Graphing linear equations is an essential skill in algebra. It involves plotting equations on a coordinate plane, which helps visualize the relationship between variables. One of the most common forms of linear equations is the slope-intercept form, given as \(y = mx + c\). Here, \(m\) is the slope and \(c\) is the y-intercept. Knowing how to graph these equations helps in understanding and predicting how changes in variables affect the outcome.

To graph a linear equation:

• Identify the slope and y-intercept from the equation.
• Plot the y-intercept on the y-axis.
• Use the slope to determine the rise over run from the y-intercept and plot additional points.
• Draw a straight line through the points.

In the case of horizontal lines, which we see with the equation \(x=3\), there's no change in y, showing a constant value.

The slope and y-intercept are the key features of a linear equation in its slope-intercept form. The slope, represented by \(m\), describes the steepness or incline of a line. It is calculated as the ratio of the rise (vertical change) to the run (horizontal change) between any two points on the line. A positive slope means the line rises as it moves from left to right, while a negative slope means it falls. A slope of zero, as seen in horizontal lines, indicates a flat or level line with no increase or decrease.

The y-intercept, \(c\), is where the line crosses the y-axis. It is the value of \(y\) when \(x = 0\). In the equation \(y = 0x + 3\), the y-intercept is at \(y = 3\). This tells us that no matter the value of \(x\), the line will always cross the y-axis at point \(3\). Understanding these components helps in effectively sketching and interpreting linear graphs.

Horizontal lines are a special type of linear equation where the slope is zero. In algebraic terms, this means the equation has the form \(y = c\), where \(c\) is a constant. For example, the line given by \(y = 3\) is horizontal.
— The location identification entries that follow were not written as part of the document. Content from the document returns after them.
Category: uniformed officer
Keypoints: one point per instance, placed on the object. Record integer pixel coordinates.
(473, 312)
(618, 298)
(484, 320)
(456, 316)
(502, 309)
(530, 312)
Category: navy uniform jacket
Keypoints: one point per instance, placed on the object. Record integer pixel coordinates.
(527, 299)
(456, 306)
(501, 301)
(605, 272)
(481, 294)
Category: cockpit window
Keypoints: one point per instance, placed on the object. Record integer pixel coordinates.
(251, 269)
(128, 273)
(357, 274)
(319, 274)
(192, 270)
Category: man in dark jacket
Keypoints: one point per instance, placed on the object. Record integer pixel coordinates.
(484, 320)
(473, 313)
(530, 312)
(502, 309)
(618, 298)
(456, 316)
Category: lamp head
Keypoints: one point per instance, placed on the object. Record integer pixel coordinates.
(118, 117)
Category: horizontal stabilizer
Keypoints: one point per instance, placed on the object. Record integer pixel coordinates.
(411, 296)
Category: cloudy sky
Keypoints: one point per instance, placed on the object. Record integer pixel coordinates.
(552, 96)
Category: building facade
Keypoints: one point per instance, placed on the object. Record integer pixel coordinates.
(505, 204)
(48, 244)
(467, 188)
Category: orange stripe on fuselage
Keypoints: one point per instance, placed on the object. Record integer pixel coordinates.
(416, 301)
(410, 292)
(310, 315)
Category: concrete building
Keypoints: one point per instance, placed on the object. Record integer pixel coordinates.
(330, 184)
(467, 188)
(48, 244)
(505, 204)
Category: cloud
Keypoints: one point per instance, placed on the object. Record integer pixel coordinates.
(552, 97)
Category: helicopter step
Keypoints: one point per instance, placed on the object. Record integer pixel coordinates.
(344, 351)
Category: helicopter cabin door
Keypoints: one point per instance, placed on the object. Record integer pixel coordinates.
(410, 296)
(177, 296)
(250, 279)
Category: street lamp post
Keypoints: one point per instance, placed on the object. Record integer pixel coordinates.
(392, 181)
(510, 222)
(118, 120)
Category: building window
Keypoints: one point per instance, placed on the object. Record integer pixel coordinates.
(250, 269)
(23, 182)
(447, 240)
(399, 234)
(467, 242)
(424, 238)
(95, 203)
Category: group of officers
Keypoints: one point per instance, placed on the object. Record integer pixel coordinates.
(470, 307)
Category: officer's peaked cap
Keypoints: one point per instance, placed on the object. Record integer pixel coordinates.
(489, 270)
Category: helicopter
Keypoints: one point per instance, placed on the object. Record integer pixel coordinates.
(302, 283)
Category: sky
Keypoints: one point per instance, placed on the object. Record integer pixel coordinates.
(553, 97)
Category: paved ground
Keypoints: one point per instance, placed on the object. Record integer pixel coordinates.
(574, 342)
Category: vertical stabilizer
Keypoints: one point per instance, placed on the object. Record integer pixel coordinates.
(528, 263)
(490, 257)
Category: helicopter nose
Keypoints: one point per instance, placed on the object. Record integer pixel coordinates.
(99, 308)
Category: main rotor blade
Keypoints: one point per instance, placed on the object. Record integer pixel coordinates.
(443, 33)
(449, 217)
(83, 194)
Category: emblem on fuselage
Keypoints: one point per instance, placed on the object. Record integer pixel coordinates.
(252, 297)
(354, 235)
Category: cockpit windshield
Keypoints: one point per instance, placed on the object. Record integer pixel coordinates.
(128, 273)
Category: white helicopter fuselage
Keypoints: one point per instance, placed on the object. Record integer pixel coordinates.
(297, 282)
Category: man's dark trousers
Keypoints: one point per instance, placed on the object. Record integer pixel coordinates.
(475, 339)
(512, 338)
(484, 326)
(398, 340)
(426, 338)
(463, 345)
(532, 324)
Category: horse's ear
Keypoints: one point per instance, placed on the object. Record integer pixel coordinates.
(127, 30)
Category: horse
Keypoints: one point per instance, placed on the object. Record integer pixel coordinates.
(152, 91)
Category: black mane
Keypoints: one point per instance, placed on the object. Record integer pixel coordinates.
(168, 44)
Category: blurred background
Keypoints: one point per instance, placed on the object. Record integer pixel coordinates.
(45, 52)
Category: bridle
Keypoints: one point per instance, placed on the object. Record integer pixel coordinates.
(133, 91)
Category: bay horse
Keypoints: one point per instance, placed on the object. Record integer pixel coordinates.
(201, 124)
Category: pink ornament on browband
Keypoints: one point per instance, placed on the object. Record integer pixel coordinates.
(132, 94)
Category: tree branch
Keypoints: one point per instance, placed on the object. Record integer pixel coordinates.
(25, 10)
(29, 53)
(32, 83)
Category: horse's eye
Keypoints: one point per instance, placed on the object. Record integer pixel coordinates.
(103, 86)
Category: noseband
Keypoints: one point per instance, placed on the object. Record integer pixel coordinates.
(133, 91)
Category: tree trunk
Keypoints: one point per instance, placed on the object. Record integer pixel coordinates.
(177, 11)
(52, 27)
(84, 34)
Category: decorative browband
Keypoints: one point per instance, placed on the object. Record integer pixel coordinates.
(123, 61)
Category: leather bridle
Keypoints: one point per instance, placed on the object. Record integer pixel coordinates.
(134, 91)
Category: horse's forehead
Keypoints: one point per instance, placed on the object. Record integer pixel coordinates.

This line runs parallel to the x-axis without any inclination, meaning it doesn't rise or fall as it extends across the plane. All points on a horizontal line have the same y-value, signifying a lack of vertical change despite changes in the x-value. Particularly, for the line \(x = 3\), it is a vertical line, but in terms of horizontal lines in context, \(y\) is consistent, showcasing stability at any selected x-value across the plane.

Algebraic equations like linear equations express the equality of two expressions. They form the foundation of algebraic manipulation and problem-solving. In linear algebra, you often encounter the slope-intercept form, but equations can come in different forms such as standard form (\(Ax + By = C\)) and point-slope form (\(y - y_1 = m(x - x_1)\)). Each form has its use depending on the information given or what needs to be determined.

Transforming equations from one form to another, like from standard to slope-intercept form, can make graphing and extracting meaningful data easier. For example, the original equation \(3x - 9 = 0\) was manipulated to highlight the slope and y-intercept clearly in slope-intercept form, \(y = 0x + 3\).
By understanding different methods to express linear relationships, students can solve, interpret, and visualize equations more flexibly, which is especially useful in real-world applications.